No momento da deslumbrante chegada ao mundo, ninguém exclama: É uma pessoa! Em vez disso: É uma menina, É um menino. Rosa ou azul – um avanço mínimo em comparação com a oferta feita por Henry Ford de carros de qualquer cor desde que fossem pretos. Dois sexos apenas. Fiquei desapontado.

A maneira como ele fala do mundo é um misto de curiosidade e medo. Ao mesmo tempo em que ele tem a certeza de que o cenário que o aguarda não é bom, ele vislumbra, com ansiedade, os prazeres da vida “post partum”.

O narrador, claro, não é o único ansioso com o fim desse enclausuramento. Nós, leitores, não vemos a hora de atravessar os últimos três capítulos dessa deliciosa narrativa. Sabemos, por exemplo, que o feto abdicou da vingança, então um fim parecido com Hamlet é pouco provável. Ao mesmo tempo, são muitos os pontos de convergência entre esta obra de McEwan e o clássico shakesperiano para que não haja nenhum ponto de contato entre os dois finais.
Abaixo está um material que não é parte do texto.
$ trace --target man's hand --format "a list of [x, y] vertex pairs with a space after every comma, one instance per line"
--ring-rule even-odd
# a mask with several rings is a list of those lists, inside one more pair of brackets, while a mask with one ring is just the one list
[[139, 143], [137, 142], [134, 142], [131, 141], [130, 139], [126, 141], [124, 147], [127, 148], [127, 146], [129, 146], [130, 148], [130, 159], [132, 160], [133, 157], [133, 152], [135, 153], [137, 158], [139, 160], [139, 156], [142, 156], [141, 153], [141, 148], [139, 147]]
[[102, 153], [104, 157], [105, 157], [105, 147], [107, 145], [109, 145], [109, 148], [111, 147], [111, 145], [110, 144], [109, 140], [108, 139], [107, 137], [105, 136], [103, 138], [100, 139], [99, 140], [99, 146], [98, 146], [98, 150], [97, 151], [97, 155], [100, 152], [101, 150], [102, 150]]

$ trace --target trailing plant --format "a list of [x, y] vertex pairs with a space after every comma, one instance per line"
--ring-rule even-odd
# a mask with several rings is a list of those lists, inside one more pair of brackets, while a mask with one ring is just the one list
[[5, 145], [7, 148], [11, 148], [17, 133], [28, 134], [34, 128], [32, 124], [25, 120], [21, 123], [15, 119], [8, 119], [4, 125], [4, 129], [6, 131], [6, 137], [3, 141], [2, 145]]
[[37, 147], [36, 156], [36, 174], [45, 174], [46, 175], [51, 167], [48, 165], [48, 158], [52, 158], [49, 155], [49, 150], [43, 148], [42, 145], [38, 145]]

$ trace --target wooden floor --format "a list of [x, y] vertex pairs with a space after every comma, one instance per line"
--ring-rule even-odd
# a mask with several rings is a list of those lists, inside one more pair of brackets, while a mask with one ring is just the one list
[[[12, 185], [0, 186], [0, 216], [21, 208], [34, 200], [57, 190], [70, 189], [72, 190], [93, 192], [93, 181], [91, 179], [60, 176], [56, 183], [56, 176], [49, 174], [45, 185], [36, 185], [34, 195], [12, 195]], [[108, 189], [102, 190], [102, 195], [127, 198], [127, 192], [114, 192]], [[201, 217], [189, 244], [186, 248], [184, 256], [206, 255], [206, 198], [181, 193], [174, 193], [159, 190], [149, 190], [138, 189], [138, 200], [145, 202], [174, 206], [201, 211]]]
Entre o misto de amor e ódio que o feto nutre pela mãe, será que ele poderia atentar contra sua vida durante o parto? Ou, como já foi aventado tantas vezes, o plano repleto de falhas de Trudy a colocará na prisão antes mesmo do nascimento? Pode ser que o feto viva uma vida feliz, ainda que estúpida, ao lado de Claude e sua mãe? Na bolsa de apostas, tendemos a acreditar em um fim surpreendente e seguimos curiosos em relação ao momento em que Trudy e seu amante enfim tomarão consciência de que, além da culpa, precisarão nutrir e amar um descendente direto de John.

E você? Tem algum palpite sobre o fim de Enclausurado?